Софія, прочитавъ этотъ отвѣтъ, какъ будто возродилась: она почувствовала въ себѣ и прежнее дарованіе и новую силу дѣйствовать. Но ей надлежало побѣдить многихъ соперниковъ: награда, обѣщанная Фридрихомъ, привела всѣ головы въ движеніе: одни ласкали себя надеждою возвратить свободу; нѣкоторыхъ прельщали пять сотъ ефимковъ, и всѣ вообще были воспламеняемы благороднымъ желаніемъ увидѣть имя свое на Прусской вазѣ. Но всѣ сіи побудительныя причины были ничто въ сравненіи съ тѣми чувствами, которыми животворилось дарованіе Софіи: она восхищала себя надеждою увидѣть все, милое для ея сердца, надеждою возвратишься въ отечество, надеждою соединенія съ любезными! Всѣ Художники почли за необходимое совѣтоваться съ тѣми людьми, которые признавались лучшими судіями вкуса въ Берлинѣ; Софія показала рисунокъ свой Графинъ Ланицкой, которой замѣчанія были для нее весьма полезны. Наконецъ рѣшительный день наступилъ: вазы привезены въ Санъ-Суси, и выставлены по приказанію Короля въ картинной Галлереѣ. Фридрихъ, кончивъ заниматься государственными дѣлами, приходитъ въ Галлерею со множествомъ чиновниковъ, въ числѣ которыхъ находился и Ланицкій; долго въ молчаніи разсматриваетъ вазы, наконецъ, указавши на одну, говоритъ: вотъ Прусская ваза! — Это Софіина! воскликнулъ Латшцкій, и опрометью побѣжалъ изъ Галлереи, желая первый обрадовать любезную Художницу, которая въ то время находилась въ домъ его матери вмѣстѣ съ своимъ женихомъ, и въ страшномъ безпокойствѣ ожидала рѣшенія своей участи. Пламенные, восхищенные взоры Ланицкаго издали еще возвѣстили ей щастіе.

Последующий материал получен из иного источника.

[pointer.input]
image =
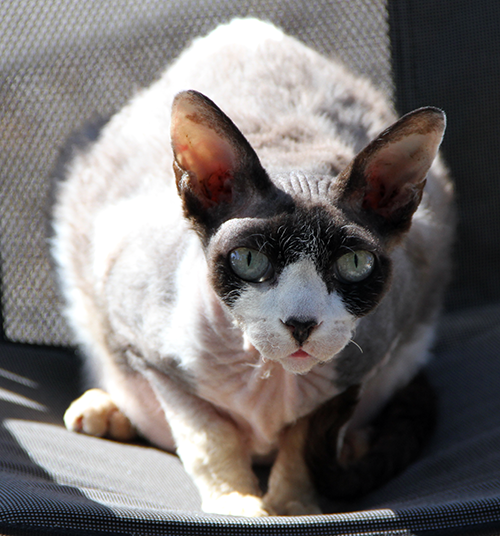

Задыхаясь отъ усталости, вбѣжалъ онъ въ комнату Графини, сложилъ руки любовниковъ, и могъ только произнести одно слово: свобода! вы щастливы!

Король приказалъ, чтобъ Софія на другой же день вышла замужъ за своего жениха и тотчасъ поѣхала въ Саксонію. Щастливая чета прощалась уже съ Графинею и сыномъ ея — какъ вдругъ множество голосовъ послышались въ переднихъ комнатахъ; на лѣсницѣ сдѣлался страшный стукъ, какъ будто произходила ссора между служителями дома и другими людьми, которые хотѣли ворваться въ него насильно. Ланицкій вышелъ, желая узнать причину шума. Сѣни наполнены были солдатами; Офицеръ всходилъ на лѣсницу — Вы ли молодой Графъ Ланицкій? спросилъ онъ, приближась съ учтивостію къ Графу. — «Я, милостивый государь! Что вамъ угодно? и для чего безпокоите матушку такимъ шумнымъ приходомъ?» — Извините; я исполняю повелѣніе Короля. Не здѣсь ли, позвольте спросишь, Софія Мансфильдъ? — «Здѣсь; но какое имѣете до нее дѣло?» — Я долженъ отправить ее сію же минуту въ Саксонію, а васъ, государь мой, арестовать. Прошу покорно отдать мнѣ вашу шпагу! — Ланицкій изумился, не постигая, какимъ преступленіемъ навлекъ на себя Королевскій гнѣвъ. Ни что не было извѣстно Офицеру; онъ только имѣлъ приказаніе отправить Софію въ Мейссенъ, а Ланицкаго немедленно отвести въ крѣпость Шпандау, государственную темницу. — Хочу, непремѣнно хочу узнать прежде свое преступленіе! повторялъ Ланицкій, будучи внѣ себя отъ досады; но присутствіе матери укротило его пылкость: онъ отдалъ свою шпагу. «Августъ! сказала Графиня, смотря на него съ нѣжною довѣренностію: ты невиненъ, я въ этомъ не сомнѣваюсь; правосудіе Короля успокоиваетъ мое сердце!» Ихъ разлучили.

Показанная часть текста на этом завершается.